Under Italian law, pasta secca (dry pasta) can only be made with durum wheat flour or durum wheat semolina. This is the same flour used to make semolina couscous. In fact, an Italian mill is a major supplier of semolina to Algeria's SIM couscous company, the world's second largest couscous manufacturer.
Leftover couscous is often eaten for breakfast with a little sugar and raisins or currants and a glass of lben (buttermilk or kefir). If you think about it, this isn't different from having semolina porridge, cream of wheat, grits or polenta for breakfast. Except that breakfast couscous is not cooked down into gruel.
Brik is a common street food breakfast dish in Algeria and Tunisia. The gossamer thin pastry sheets are made from a semolina based dough. The result is a delicate, crackling crisp fried pastry that is unlike any other pastry in the world.
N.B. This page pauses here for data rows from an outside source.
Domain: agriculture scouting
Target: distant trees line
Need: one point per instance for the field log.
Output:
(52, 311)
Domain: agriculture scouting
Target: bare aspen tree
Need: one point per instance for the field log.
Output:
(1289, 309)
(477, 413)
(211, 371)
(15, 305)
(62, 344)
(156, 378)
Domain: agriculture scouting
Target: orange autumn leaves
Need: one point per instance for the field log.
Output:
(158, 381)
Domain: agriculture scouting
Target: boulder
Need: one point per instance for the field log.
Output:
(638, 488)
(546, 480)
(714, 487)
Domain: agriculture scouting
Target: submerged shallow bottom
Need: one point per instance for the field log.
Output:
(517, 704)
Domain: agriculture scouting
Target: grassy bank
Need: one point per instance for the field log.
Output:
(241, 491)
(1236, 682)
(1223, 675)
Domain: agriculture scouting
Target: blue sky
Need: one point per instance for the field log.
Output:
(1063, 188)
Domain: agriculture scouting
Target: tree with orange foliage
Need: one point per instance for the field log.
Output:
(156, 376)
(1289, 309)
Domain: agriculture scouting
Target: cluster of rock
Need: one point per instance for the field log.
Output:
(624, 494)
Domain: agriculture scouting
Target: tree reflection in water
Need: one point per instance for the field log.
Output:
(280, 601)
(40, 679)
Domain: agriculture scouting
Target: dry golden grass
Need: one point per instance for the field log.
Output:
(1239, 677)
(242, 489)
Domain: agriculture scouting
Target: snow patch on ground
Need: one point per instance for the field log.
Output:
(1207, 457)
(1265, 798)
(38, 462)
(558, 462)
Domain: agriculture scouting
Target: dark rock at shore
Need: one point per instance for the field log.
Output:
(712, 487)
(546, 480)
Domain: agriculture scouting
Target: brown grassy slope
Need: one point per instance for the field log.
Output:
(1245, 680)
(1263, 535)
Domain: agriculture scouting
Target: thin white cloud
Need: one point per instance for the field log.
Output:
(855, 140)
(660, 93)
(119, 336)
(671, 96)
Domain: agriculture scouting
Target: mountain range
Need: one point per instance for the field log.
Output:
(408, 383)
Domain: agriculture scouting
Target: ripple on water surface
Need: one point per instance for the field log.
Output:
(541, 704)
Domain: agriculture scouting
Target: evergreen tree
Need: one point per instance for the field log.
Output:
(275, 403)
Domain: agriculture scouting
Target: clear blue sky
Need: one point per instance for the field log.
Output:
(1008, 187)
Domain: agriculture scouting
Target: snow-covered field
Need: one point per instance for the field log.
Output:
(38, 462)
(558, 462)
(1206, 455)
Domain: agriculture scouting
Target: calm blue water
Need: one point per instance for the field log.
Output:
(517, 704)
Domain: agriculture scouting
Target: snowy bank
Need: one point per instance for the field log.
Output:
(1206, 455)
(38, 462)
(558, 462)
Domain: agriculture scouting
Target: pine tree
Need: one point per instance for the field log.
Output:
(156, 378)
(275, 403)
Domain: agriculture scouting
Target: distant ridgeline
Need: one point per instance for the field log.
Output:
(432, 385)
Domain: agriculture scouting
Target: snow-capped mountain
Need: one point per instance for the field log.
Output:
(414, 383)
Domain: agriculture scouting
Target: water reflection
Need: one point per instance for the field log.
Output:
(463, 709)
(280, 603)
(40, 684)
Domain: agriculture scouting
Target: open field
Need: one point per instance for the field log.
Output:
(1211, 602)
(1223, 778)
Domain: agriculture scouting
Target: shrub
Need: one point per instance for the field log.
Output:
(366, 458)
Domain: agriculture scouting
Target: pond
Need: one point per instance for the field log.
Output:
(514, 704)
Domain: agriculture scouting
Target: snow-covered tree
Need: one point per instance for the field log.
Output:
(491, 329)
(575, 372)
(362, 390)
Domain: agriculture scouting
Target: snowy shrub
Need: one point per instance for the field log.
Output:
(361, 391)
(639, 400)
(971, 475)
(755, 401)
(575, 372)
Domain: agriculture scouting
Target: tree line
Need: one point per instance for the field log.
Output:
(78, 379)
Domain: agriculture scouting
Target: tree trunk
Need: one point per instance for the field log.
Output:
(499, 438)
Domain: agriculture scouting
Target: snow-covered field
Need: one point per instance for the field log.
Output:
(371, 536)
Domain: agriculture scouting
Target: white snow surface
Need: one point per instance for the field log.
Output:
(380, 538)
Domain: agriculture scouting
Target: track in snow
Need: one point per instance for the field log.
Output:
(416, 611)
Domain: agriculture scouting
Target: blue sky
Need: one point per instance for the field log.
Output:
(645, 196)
Common breakfast dishes are semolina pancakes or crepes drizzled with honey, called baghrir or ghraif.
Layered semolina flatbread or melloui (similar to a paratha)
And quick semolina bread (harsha) often perfumed with anise seeds or orange zest. Harsha can be baked in the bottom of a flameware tagine (you guessed it). Traditionally, harsha is also made as griddle cakes. Baked harsha is a bit like cornbread, but milder in flavor and more tender. In fact, some traditional North African harsha recipes are made with cornmeal. Prepared as griddle cakes, well, they are basically pancakes.
American home cooks might want to experiement with different flavors for baked harsha. It would delicious with poppy seeds and lemon zest for example. Or brushed with blood orange syrup.